Two images exposed vertically stacked on one strip — masked double exposure for in-camera effects. Pre-digital compositing standard.
Du belichtest einen Filmstreifen zweimal — erst die obere Hälfte des Bildes, dann die untere, oder umgekehrt. Dazwischen eine schwarze Maske, die genau die Linie zieht. Das Ergebnis: zwei völlig separate Szenen in einem Frame, ohne dass sie sich übersneiden. Vor der digitalen Ära war das Halbbild-Verfahren die Methode schlechthin, um Komposits praktisch direkt in der Kamera zu erzeugen oder später im Schnitt zu kombinieren.
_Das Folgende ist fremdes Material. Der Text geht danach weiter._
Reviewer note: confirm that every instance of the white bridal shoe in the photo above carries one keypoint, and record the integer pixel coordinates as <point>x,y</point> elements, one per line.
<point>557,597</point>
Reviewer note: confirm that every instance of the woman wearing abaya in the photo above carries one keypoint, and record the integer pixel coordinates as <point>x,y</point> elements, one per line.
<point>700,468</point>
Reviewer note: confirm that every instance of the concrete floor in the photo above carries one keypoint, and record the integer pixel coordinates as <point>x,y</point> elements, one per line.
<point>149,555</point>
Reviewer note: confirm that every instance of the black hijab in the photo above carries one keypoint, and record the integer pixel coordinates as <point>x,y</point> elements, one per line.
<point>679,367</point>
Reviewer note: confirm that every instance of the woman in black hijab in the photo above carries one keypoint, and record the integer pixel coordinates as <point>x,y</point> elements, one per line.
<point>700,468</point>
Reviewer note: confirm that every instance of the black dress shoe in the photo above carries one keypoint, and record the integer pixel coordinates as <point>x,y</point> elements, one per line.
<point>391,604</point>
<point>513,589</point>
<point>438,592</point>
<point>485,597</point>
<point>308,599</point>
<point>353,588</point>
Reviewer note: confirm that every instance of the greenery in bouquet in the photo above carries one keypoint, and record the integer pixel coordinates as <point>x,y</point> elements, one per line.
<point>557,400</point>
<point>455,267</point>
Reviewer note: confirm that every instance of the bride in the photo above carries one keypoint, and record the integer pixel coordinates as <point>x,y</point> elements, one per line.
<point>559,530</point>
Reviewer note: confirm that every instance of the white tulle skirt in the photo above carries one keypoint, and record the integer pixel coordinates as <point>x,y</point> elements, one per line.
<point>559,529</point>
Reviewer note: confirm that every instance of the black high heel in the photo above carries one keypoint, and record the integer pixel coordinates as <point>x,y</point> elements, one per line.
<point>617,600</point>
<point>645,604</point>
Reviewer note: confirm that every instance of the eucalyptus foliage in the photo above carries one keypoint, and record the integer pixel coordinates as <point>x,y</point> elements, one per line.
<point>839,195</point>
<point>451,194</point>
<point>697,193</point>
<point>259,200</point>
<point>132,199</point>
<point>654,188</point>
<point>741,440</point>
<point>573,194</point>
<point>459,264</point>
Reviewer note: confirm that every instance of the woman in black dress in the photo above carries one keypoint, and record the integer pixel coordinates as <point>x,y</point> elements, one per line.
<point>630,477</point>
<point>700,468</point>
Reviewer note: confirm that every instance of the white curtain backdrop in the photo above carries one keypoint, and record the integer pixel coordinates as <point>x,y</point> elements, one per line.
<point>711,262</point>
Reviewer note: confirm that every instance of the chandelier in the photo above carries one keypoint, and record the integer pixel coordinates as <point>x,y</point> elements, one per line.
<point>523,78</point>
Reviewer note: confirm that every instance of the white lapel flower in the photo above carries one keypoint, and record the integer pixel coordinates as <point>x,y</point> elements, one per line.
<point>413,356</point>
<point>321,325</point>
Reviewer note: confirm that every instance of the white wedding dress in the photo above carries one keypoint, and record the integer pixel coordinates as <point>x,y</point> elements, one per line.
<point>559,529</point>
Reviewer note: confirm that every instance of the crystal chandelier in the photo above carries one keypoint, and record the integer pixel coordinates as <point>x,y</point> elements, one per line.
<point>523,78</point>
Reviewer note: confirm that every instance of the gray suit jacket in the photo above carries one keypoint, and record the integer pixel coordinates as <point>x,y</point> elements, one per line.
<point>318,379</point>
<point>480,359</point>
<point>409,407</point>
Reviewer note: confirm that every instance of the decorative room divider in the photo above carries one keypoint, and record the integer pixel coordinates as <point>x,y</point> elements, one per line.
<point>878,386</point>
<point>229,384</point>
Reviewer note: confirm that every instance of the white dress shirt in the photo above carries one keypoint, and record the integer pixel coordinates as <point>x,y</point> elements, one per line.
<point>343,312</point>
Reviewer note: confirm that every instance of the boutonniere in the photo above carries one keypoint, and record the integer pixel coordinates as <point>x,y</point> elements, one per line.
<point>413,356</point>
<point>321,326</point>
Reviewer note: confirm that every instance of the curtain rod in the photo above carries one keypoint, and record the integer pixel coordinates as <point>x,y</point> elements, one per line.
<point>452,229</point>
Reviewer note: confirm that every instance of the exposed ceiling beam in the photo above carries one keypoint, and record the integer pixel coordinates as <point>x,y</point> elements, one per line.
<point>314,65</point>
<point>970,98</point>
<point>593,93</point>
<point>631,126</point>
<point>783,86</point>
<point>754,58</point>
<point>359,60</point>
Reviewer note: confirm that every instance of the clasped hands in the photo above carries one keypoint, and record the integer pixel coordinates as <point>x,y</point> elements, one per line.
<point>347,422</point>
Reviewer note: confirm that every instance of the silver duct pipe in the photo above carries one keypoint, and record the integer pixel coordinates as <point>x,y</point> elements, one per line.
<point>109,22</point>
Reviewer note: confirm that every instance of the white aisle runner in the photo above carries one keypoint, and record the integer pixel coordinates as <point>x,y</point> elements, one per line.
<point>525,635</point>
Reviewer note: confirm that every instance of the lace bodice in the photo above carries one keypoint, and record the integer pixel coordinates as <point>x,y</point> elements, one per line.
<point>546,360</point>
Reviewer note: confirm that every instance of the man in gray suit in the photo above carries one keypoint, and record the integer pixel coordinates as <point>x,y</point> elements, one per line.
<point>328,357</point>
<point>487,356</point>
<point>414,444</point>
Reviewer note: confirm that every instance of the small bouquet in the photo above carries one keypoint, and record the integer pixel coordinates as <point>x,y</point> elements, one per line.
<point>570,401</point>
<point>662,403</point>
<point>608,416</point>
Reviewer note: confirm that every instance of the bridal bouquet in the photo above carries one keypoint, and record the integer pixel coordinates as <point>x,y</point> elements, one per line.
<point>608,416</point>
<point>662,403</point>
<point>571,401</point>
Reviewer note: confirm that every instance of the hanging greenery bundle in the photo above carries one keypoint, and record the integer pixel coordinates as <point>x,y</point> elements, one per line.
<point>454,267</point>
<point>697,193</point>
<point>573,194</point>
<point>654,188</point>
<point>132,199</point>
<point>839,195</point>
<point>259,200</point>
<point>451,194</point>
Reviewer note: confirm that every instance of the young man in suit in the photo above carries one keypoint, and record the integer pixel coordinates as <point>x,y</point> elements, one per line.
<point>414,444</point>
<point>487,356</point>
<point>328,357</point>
Im Set funktioniert das so: Du drehst Szene A mit der Maske oben — die untere Bildhälfte bleibt schwarz belichtet. Dann spulst du den Film zurück, setzt die Maske unten an und drehst Szene B. Beim Abspielen siehst du beide Szenen nebeneinander. Der Trick erfordert präzise Kalibration der Kamera und absolute Sicherheit bei der Maskenplatzierung. Ein Pixel Versatz und die Linie wird sichtbar. Viele Kolleg:innen arbeiteten mit optischen Bänken und Testbelichtungen, um sicherzugehen.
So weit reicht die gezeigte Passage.